The trick for this to work is that the link between EVM and State Manager would have to be asynchronous; if the State Manager needed to call out to an Ethereum node for the memory state, it can't return a value immediately. If the EVM isn't willing to wait around, the State Manager could note that it needs to fetch memory at a particular index and throw an exception to abort the EVM execution. Then it would have to go fetch the memory value and then signal to try the EVM action again, which would run past that first SLOAD
, and might need to abort again if there's another SLOAD
. So, an application could "brute force" it, running the EVM transaction over and over again until all the needed memory was cached and it runs through.
The end goal
With those tools in place, then the example from earlier could look like this:
- User types the description of the to-do into a text box and clicks "Add"
- The "Add" button itself becomes disabled (can't click it again), as well as the text box for description (can't change its contents)
- The Javascript handler on the "Add" button adds a call to
add_todo(string _description)
on the transaction queue - The status bar in the UI indicates there is now one transaction in the queue to be processed
- The description field and Add button are re-enabled
- A "loading..." indicator in the status bar is shown and a call is made to the in-browser EVM to calculate the contract's state as if all the items in the queue were finalized.
- If the "Add" button is clicked again while the new state is being calculated, another
add_todo
transaction is added to the queue and the state calculation processes it in order as well. - A call is made to the in-browser EVM to get the result of a
get_todos()
, which does not modify blockchain state, so returns with the list of todos (including the pending one(s)). - The "loading..." indicator in the status bar is turned off and the list of to-dos updated, to include the new one(s).
- With each new block that gets confirmed, transactions from the queue that are detected in the block are removed from the queue.
- A "loading..." indicator in the status bar is shown and a call is made to the in-browser EVM to calculate the contract's state as if all the items still left in the queue were finalized.
- A call is made to the in-browser EVM to get the result of a
get_todos()
, which does not modify blockchain state, so returns with the list of todos (including the pending one). - The "loading..." indicator in the status bar is turned off and the list of to-dos updated, which will likely not cause any changes, since the anticipated to-dos were already in the display.
A few things to note in this flow that are different from the user pespective is that the time that the form fields are disabled is very short, and compared to the original flow the "Loading..." state is a completely in-browser state (just using client-side CPU to figure out the new contract state), not waiting on network traffic, and does not need to block the UI at all.
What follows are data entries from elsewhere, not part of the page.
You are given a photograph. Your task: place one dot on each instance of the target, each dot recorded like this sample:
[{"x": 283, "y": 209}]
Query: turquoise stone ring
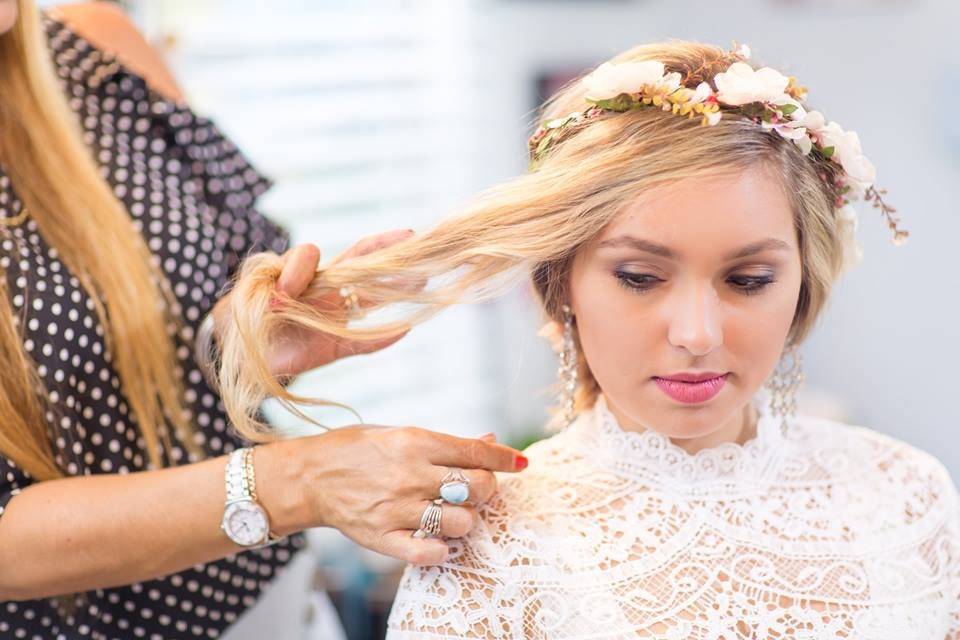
[{"x": 455, "y": 487}]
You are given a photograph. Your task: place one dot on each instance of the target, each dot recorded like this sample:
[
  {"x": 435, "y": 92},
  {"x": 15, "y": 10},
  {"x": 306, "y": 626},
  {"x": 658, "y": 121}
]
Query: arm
[
  {"x": 108, "y": 530},
  {"x": 92, "y": 532},
  {"x": 107, "y": 27}
]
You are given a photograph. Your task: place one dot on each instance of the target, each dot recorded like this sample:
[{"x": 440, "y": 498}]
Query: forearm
[{"x": 81, "y": 533}]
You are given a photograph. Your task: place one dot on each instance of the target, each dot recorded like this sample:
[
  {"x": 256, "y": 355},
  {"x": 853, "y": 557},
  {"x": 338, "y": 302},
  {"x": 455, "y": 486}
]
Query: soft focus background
[{"x": 380, "y": 115}]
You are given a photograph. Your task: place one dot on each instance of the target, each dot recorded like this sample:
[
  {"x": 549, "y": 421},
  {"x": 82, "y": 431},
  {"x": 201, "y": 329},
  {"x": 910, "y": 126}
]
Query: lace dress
[{"x": 829, "y": 531}]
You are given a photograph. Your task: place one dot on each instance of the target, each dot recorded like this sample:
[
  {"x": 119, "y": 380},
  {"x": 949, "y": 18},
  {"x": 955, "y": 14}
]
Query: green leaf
[{"x": 623, "y": 102}]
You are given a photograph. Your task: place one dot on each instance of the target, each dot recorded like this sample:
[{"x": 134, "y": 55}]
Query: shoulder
[
  {"x": 879, "y": 467},
  {"x": 477, "y": 592},
  {"x": 107, "y": 27}
]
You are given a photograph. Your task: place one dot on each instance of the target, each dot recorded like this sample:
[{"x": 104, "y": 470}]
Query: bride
[{"x": 682, "y": 266}]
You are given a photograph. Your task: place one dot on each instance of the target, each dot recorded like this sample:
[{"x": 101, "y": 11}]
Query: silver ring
[
  {"x": 455, "y": 487},
  {"x": 430, "y": 520}
]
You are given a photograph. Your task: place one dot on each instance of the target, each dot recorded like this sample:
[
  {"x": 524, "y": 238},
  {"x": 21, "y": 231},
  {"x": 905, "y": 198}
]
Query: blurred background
[{"x": 374, "y": 115}]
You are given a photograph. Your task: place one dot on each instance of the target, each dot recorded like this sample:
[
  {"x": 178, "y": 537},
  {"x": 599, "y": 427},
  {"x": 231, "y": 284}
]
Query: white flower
[
  {"x": 847, "y": 224},
  {"x": 610, "y": 80},
  {"x": 741, "y": 84},
  {"x": 846, "y": 151},
  {"x": 701, "y": 93}
]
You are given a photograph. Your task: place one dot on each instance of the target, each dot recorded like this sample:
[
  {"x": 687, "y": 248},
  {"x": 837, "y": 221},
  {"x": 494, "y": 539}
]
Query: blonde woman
[
  {"x": 685, "y": 219},
  {"x": 129, "y": 506}
]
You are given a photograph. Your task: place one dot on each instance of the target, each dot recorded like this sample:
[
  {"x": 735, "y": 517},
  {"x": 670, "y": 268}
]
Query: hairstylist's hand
[
  {"x": 373, "y": 483},
  {"x": 299, "y": 349}
]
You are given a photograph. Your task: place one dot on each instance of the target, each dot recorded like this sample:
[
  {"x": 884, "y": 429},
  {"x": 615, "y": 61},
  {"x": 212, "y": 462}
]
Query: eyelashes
[{"x": 644, "y": 282}]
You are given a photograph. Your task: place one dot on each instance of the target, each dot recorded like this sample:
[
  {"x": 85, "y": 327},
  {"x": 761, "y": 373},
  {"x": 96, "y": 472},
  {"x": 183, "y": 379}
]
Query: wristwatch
[{"x": 245, "y": 521}]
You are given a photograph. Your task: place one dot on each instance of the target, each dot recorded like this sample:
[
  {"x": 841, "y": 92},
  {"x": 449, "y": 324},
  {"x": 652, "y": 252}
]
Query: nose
[{"x": 695, "y": 319}]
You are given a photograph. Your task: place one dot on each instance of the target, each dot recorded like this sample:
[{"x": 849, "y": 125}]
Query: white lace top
[{"x": 832, "y": 531}]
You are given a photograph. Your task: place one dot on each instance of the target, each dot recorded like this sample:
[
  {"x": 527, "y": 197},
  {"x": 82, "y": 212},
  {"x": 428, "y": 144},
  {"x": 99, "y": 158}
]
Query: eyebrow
[{"x": 661, "y": 250}]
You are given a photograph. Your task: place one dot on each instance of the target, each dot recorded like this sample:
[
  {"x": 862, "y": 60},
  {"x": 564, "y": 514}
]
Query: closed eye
[{"x": 645, "y": 282}]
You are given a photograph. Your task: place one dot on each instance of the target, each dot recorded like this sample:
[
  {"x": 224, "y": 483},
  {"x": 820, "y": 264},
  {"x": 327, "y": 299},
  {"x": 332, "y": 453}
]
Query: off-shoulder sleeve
[
  {"x": 468, "y": 596},
  {"x": 13, "y": 480}
]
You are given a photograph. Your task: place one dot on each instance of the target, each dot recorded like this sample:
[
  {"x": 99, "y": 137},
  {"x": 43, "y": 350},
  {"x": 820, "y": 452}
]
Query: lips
[{"x": 692, "y": 388}]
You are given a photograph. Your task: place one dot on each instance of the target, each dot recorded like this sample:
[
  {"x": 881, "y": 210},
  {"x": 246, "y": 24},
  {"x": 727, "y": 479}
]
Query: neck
[{"x": 740, "y": 428}]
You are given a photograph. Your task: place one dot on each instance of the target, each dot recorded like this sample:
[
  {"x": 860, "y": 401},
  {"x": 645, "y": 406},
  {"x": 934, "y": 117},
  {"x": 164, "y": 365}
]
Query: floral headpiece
[{"x": 765, "y": 96}]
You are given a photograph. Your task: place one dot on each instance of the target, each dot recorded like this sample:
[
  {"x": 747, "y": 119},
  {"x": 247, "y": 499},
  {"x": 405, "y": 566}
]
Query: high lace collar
[{"x": 654, "y": 457}]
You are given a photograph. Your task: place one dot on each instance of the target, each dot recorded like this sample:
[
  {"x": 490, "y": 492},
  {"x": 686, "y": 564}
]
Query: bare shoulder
[{"x": 107, "y": 27}]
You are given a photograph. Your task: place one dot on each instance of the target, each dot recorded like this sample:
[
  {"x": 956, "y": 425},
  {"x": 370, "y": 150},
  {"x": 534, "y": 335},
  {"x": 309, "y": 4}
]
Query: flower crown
[{"x": 764, "y": 96}]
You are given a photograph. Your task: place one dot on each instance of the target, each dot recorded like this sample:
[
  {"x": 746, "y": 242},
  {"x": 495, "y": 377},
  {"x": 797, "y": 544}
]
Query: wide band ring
[
  {"x": 430, "y": 521},
  {"x": 455, "y": 487}
]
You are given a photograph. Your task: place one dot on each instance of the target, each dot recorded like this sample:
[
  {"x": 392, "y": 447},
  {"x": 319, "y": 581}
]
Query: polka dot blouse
[{"x": 191, "y": 193}]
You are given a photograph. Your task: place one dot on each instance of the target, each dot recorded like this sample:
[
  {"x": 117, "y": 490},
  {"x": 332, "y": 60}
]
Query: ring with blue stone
[{"x": 455, "y": 487}]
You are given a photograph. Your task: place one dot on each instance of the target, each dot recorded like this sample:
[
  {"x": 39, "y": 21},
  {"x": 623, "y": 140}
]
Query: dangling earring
[
  {"x": 568, "y": 368},
  {"x": 783, "y": 385}
]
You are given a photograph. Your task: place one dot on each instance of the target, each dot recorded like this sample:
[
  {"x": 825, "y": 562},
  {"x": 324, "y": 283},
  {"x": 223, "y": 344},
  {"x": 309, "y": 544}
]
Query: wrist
[{"x": 280, "y": 488}]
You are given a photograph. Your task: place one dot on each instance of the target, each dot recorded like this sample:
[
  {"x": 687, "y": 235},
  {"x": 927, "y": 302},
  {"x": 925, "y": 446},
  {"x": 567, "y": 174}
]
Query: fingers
[
  {"x": 469, "y": 453},
  {"x": 299, "y": 269},
  {"x": 456, "y": 521},
  {"x": 419, "y": 551}
]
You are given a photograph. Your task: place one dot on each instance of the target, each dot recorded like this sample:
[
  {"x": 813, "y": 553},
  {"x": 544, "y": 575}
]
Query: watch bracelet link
[{"x": 242, "y": 484}]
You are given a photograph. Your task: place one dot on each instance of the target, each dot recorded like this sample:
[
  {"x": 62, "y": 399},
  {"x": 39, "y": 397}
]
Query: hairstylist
[{"x": 128, "y": 506}]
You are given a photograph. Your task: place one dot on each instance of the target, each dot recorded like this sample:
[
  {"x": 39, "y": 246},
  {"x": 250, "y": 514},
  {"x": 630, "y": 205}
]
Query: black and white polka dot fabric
[{"x": 191, "y": 193}]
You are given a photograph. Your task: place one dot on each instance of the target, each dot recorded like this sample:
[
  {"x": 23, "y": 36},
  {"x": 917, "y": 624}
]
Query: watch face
[{"x": 245, "y": 523}]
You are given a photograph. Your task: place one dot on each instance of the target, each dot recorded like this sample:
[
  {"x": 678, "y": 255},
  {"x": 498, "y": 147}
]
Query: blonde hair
[
  {"x": 55, "y": 176},
  {"x": 536, "y": 223}
]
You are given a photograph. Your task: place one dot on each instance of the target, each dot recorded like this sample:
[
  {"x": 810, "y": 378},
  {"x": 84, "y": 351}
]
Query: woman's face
[
  {"x": 697, "y": 277},
  {"x": 8, "y": 15}
]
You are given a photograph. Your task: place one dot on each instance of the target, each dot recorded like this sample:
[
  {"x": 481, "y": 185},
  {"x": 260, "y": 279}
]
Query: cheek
[
  {"x": 755, "y": 336},
  {"x": 8, "y": 15},
  {"x": 614, "y": 330}
]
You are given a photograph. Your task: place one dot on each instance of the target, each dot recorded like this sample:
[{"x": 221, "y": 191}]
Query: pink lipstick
[{"x": 690, "y": 387}]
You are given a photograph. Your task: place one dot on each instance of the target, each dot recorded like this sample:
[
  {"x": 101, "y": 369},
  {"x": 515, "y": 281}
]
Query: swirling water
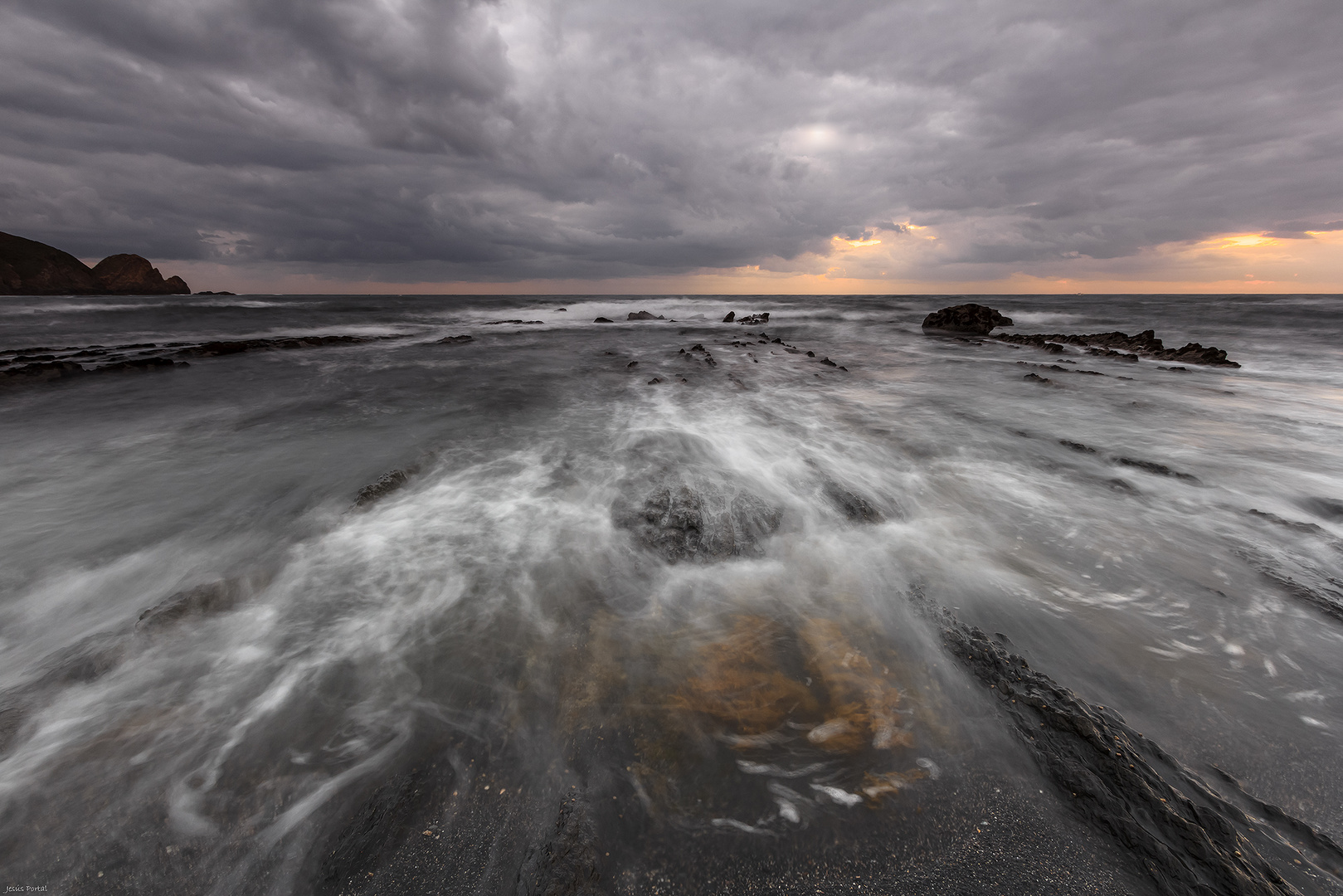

Individual applications could finesse the transitions even gracefully for their own custom logic. For example, in the To-do app example, the moment the "Loading..." indicator goes on and the in-browser EVM starts to process, the to-do item could be added to the DOM with some sort of "pending" indicator (grayed out or some such). Then when the in-browser EVM was done (should only take a second or two), it could move to a "processing" indicator (higher confidence that the transaction will result in that item being added to the list), and then removing the indicator when the item is confirmed in the blockchain. Or, the application could optionally block the whole UI while the in-browser EVM was running, and just show the updated list after that completed, since that shouldn't take too long to complete, and wouldn't be as complex to implement.
I think getting the user experience moving in this direction of having users expect to see a "queue" and "queue processing" status indicators somewhere on their display, and building up the expectations of that's how they can see what's going on with this newer means of network communication would go a long way to making DApps work well, without needing to rely on the block times for a blockchain to move extremely fast. What do you think? Any concerns or improvements in this idea?